Pausini, il palco crolla Ma la morte fa notizia soltanto se c'è la star

Il tecnico si stava arrampicando quando la struttura ha ceduto. E scattano le polemiche. Jovanotti: "Serve più sicurezza"

Pausini, il palco crolla Ma la morte fa notizia soltanto se c'è la star

Non tutti i morti sul lavoro sono uguali. Non tutte le morti sul lavoro sono bianche allo stesso modo. Ci sono quelle più rumorose e quelle più silenziose. Quelle che innescano dei circuiti che coinvolgono tutti i media, dai social network su su fino ai talk show più modaioli. E ci sono quelle che vengono universalmente ignorate. Sottaciute. E coinvolgono appena la cerchia dei familiari del defunto. Magari se ne occupano i sindacati o qualche militante prontissimo a buttarla in politica, anzi in ideologia di classe. Ma ben presto vince il silenzio, senza che si riesca a imparare dagli errori. Quando c’è di mezzo il mondo dello spettacolo, quando c’è di mezzo il nome grosso, la star musicale che riempie gli stadi e i palazzetti, allora tutto cambia. Se ne parla, ci si interroga, arrivano i media nazionali e i servizi dei tg. La cassa di risonanza ha tutt’altro impatto sull’opinione pubblica.

Ieri mattina a Reggio Calabria è morto Matteo Armellini, 32 anni, di Roma. Dal 2009 lavorava come tecnico delle luci della cooperativa «Insieme» che produce eventi e che curava l’allestimento del palco per il concerto di Laura Pausini previsto in serata al Pala Calafiore. Altri due suoi colleghi sono rimasti feriti in modo non grave. Secondo i primi accertamenti, Matteo stava salendo sulla struttura quando è stato travolto dal crollo ed è stato colpito alla testa, rimanendo ucciso sul colpo. Laura Pausini è affranta: «Mi trovo in uno stato di confusione e di fragilità molto forti», ha scritto la cantante nel suo profilo di Facebook. «Mi sento impotente di fronte a questa perdita. Il nostro lutto è totale. E devastante». Sul sito ufficiale, al centro di una pagina bianca campeggia il saluto: «Ciao Matteo».

Quello che ha coinvolto Armellini è il secondo incidente in tre mesi a causare la morte di un operaio che lavora per i tour musicali. Il 12 dicembre scorso a Trieste ha perso la vita il diciannovenne Francesco Pinna mentre preparava l’allestimento del palco per il concerto di Jovanotti. Il quale, oltre all’esibizione della serata, sospese l’intera tournée. Proprio Jovanotti ieri è stato il primo a manifestare solidarietà alla Pausini e a sollecitare l’urgenza di «una discussione seria per migliorare il livello di sicurezza per gli addetti ai lavori e per il pubblico».

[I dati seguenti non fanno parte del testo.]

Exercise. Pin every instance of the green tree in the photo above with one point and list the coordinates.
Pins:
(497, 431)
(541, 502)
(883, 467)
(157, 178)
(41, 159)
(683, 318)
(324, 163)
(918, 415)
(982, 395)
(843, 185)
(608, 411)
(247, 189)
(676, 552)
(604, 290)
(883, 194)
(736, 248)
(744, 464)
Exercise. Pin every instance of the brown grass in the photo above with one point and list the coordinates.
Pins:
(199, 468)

Sarà la volta buona? Purtroppo l’Italia è così: i morti sul lavoro finiscono sotto i riflettori quando cadono dal palco di una popstar. Non sono certo loro i responsabili delle condizioni di lavoro di questi ragazzi. Le cooperative per la produzione di eventi stipulano i contratti con i promoter delle tournée che percorrono il Paese da nord a sud. Spesso si devono montare palchi giganteschi in tempi strettissimi per ridurre i costi. A Reggio Calabria il rimpallo delle responsabilità tra la società organizzatrice del tour, la F&P Group, e l’amministrazione che gestisce il Pala Calafiore è già cominciato. E così, mentre come sempre accade, istituzioni e operatori si scaricano reciprocamente le responsabilità, l’Italia rimane agli ultimi posti per la sicurezza sui luoghi di lavoro. Tanto che, ciclicamente, rischiamo la procedura d’infrazione europea. Anziché migliorare, le condizioni dei cantieri e la qualità dei mezzi di trasporto, continuano a peggiorare. Nel 2010 sono state 526 le vittime causate dal non rispetto delle norme di sicurezza.

Ma secondo l’Osservatorio Sicurezza sul Lavoro di Vega Engineering, nei primi dieci mesi del 2011 si è registrato un aumento del 24 per cento. Il coinvolgimento di Pausini e Jovanotti aiuterà ad affrontare la tragedia delle morti bianche in tutta la sua complessità?